Often there is too much tooth that is missing from the original decay or fracture. The new crown needs a firm, solid foundation to rest upon so your dentist may place a build-up first. The build-up is a restorative material that reshapes the remaining tooth for ideal contours, shape, and size so the new crown can fit ideally over the remaining tooth and build up.
The build-up material is often composite which is bonded to the tooth.
Traditionally after the tooth, as been prepared, an impression or model of the area is taken and is sent to a dental lab where the new crown is fabricated. The crown can be made of any combination of base metals (nickel), gold, palladium, and porcelain.
While less expensive, crown made of base metals are not recommended.
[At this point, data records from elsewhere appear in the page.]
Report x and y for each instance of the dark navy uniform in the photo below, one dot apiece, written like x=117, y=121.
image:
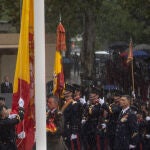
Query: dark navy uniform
x=146, y=144
x=54, y=130
x=114, y=112
x=89, y=129
x=126, y=130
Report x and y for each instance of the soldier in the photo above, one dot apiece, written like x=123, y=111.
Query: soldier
x=90, y=120
x=54, y=123
x=146, y=145
x=7, y=128
x=127, y=128
x=114, y=111
x=71, y=111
One main clinical advantage of the all-porcelain crown is that an x-ray will go through the crown revealing any future decay. All metal or porcelain fused to metal crowns block the x-rays, often masking hidden decay.
A lab-made crown can sometimes take several weeks to make. During that time a temporary plastic crown covers the prepared tooth. This is cemented in place using a temporary cement to facilitate easy removal when the permanent crown is ready.
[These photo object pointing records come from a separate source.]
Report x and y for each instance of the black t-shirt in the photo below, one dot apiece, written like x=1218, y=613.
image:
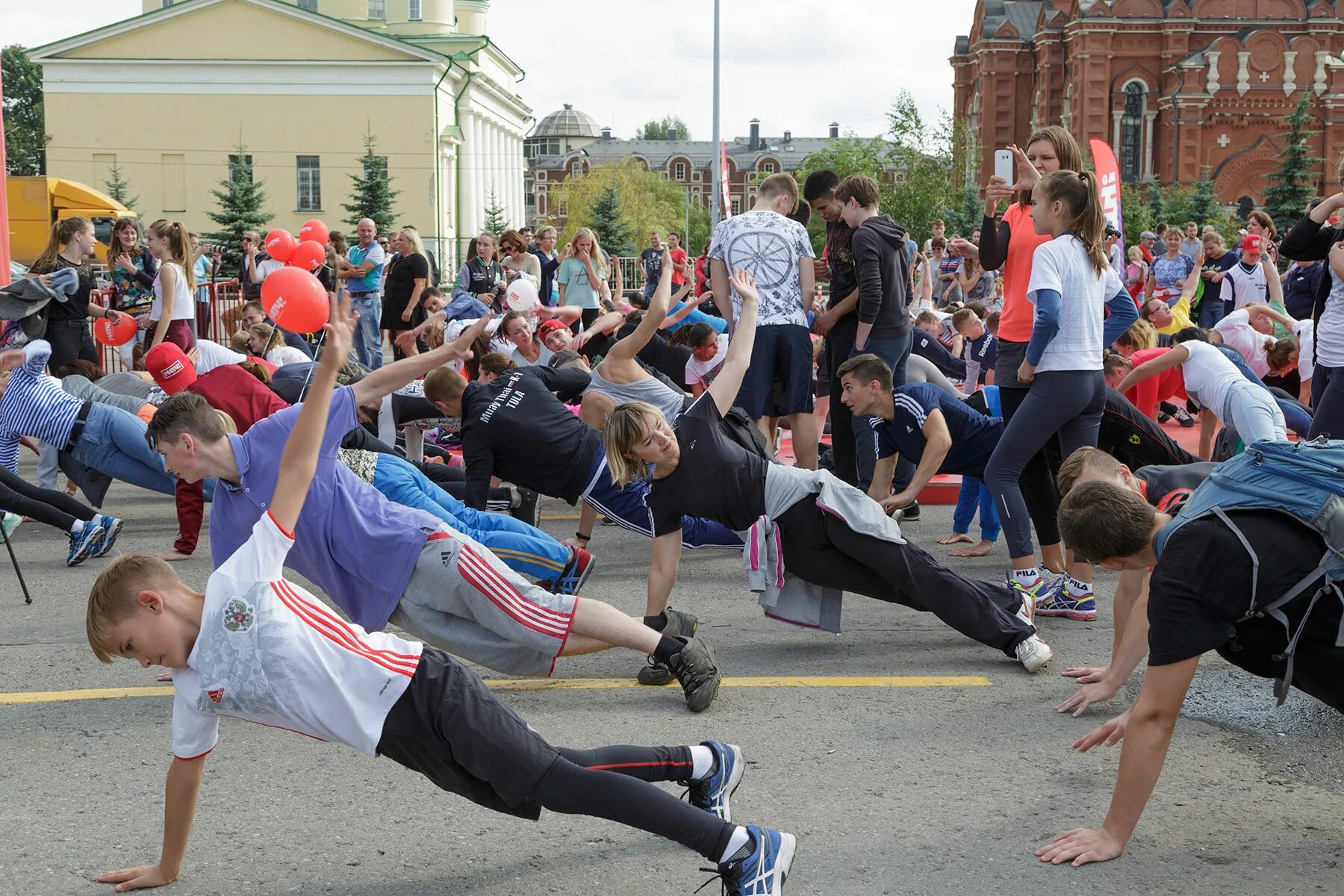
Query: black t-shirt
x=77, y=307
x=840, y=257
x=717, y=479
x=1167, y=488
x=398, y=287
x=1202, y=586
Unfortunately often the temporary crown comes off during the waiting period causing discomfort and requiring a return visit to the dentist to re-cement. This can be especially bothersome and embarrassing if it is a front tooth getting a new crown or a veneer.
New dental technology uses CAD/CAM (Computer-Aided Design/Computer-Aided Manufacturing) to eliminate these inconveniences.
After the tooth is prepared for the crown using traditional methods, a high-quality impression is taken of the prepared tooth and the adjacent teeth in the arch. An impression of the relationship between the upper and lower teeth in that arch is also taken.
At this point, the patient can return to work, home, run errands, or relax in the dental chair while the new crown is made. Using lower power lasers, the details of the prepared tooth, the adjacent teeth, and the opposing teeth are scanned into the specialized computer design center.
Specialized proprietary software combines the digital scans with data about each tooth is shaped and sized to create a near-ideal new crown. Using the mouse and specialized software tools, the new crown is made to be the perfect, ideal replacement crown for the damaged natural crown.
This data is transferred digitally to the 3D milling station where a solid block of porcelain is cut away leaving the ideal replacement crown ready to be cemented or bonded to the prepared tooth all in the same day.